Paul can straight write a closing paragraph.  "Now to him who is able to strengthen you according to my gospel and the proclamation about Jesus Christ, according to the revelation of the mystery that was kept silent for long age but now revealed and made known"...  He gives you strength through the gospel, this mystery that His people had been waiting for for so long that has now been revealed through Christ.  To Him, and his amazingly sovereign, encompassing plan, to Him be the glory.

And now Paul begins the next letter, this time to the Corinthians, urging them to be united under the one true Gospel, reminding them that we are all under Jesus, not the one who happens to be telling you about him.  How often we honor the messenger instead of the One his message is about.  It's difficult at times because people we can understand and much of God is a mystery, but we are managers of that beautiful mystery, those plans that God has ordained and omnisciently pieced together.  Honor Him, not others.  Learn that we can not add to what has been said, "NOTHING beyond what is written."
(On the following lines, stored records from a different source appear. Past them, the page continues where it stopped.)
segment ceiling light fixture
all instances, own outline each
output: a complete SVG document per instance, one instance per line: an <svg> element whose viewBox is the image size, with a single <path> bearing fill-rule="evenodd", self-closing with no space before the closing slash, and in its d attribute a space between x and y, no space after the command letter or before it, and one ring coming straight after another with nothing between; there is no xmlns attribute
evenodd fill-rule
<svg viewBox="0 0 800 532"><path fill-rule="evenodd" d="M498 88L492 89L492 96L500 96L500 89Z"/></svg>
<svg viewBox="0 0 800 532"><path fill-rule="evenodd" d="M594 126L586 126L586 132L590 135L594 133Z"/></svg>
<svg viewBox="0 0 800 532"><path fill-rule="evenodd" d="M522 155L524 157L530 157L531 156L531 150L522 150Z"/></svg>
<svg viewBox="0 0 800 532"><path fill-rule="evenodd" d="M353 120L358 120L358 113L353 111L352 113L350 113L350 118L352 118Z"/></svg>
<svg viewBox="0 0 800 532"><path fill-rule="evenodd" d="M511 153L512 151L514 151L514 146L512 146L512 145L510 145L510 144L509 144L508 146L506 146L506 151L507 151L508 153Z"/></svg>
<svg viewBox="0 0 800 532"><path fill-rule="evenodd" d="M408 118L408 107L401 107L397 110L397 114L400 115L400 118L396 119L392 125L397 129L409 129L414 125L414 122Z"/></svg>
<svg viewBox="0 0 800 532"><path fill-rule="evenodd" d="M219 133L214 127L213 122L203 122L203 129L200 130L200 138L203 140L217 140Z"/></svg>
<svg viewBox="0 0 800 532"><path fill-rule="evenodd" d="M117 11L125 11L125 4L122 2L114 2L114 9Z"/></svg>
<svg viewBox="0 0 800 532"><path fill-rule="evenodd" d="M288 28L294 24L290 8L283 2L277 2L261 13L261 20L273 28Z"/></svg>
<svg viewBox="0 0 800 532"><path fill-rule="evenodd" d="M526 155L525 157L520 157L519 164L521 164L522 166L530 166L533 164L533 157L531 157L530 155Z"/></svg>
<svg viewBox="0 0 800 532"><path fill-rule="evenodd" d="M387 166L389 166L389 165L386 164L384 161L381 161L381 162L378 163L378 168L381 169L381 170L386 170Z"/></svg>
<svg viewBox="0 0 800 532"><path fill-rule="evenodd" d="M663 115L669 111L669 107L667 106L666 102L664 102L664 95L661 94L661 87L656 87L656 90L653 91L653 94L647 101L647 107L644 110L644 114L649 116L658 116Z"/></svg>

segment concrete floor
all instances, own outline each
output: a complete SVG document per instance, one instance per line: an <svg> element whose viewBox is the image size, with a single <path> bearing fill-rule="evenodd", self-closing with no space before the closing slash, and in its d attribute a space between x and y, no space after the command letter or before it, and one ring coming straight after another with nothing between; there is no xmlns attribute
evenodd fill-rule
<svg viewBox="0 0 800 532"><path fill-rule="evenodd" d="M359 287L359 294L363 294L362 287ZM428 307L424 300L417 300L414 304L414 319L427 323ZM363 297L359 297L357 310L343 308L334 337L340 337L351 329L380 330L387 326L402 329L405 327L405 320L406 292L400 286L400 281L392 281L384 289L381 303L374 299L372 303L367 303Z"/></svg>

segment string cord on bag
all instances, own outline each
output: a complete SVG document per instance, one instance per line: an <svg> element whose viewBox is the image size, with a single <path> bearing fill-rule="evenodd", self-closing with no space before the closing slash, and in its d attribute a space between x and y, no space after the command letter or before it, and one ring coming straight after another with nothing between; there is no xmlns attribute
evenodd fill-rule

But you have to look carefully at what is written.  Though the Word can be applied to many parts of your life, there is only one Truth that can be extracted from it.  I learned this week that I might have been told, taught, or thought, I'm not sure which, a meaning from scripture that wasn't exactly right.  

In 1 Corinthians 5:9-13, Paul says, (my paraphrasing) I wrote to you to not associate with sexually immoral, greedy, idolatress people BUT I did not mean immoral people of the world (non-believers); otherwise you would have to leave the world (because there are so many you wouldn't be able to do anything or go anywhere).  I actually wrote to not associate with anyone who claims to be a brother or sister who is doing these things.

We are warned to stay away from the "bad" kids, "bad" people of the world.  Yes, there is a need to be careful and show wisdom, but we can not cocoon ourselves from the world, we are to enter into the world and show Truth.  THIS is being like Jesus.